- Still from film
- Directed by: Beaumont Smith
- Written by: Beaumont Smith
- Produced by: Beaumont Smith
- Starring: Barry Lupino
- Production company: Beaumont Smith's Productions
- Release date: 9 August 1919;
- Running time: 5 reels
- Country: Australia
- Language: Silent

= Barry Butts In =

Barry Butts In is a 1919 Australian film comedy from director Beaumont Smith starring British vaudevillian Barry Lupino, who was then visiting Australia. It is considered a lost film.

==Plot==
Barry (Barry Lupino), works in a grocery store in the country. He falls in love with a beautiful young girl (Agnes Dobson) in a touring pantomime show who is the granddaughter of Barry's uncle, a wealthy man who years ago disowned the girl's mother because she married an actor.
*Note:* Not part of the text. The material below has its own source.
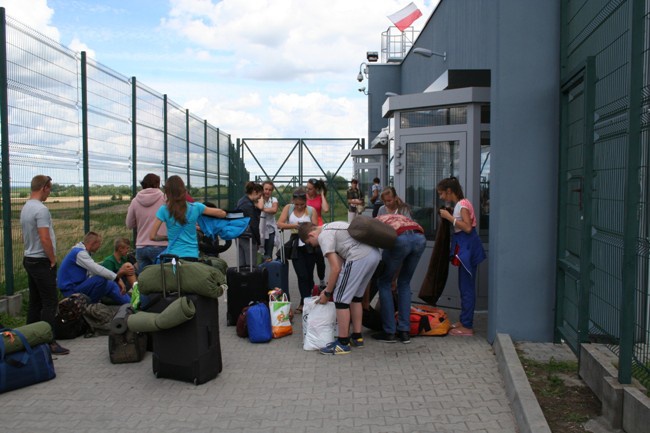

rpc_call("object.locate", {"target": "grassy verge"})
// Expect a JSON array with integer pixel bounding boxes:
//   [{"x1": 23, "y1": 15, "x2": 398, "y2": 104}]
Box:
[{"x1": 519, "y1": 352, "x2": 601, "y2": 433}]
The old man requests his nephews come to Sydney so he can choose an heir. Barry's cousins try to humiliate him but he manages to triumph and inherit his uncle's fortune, and marry the girl.

==Cast==
- Barry Lupino as Barry
- John Cosgrove
- Agnes Dobson

==Production==
Barry Lupino was uncle of Ida Lupino and the film incorporated many of his routines.

Charles Villiers was assistant director.

==Release==
When the film was released a competition was held for naming the movie. The gimmick helped the movie become a success at the box office.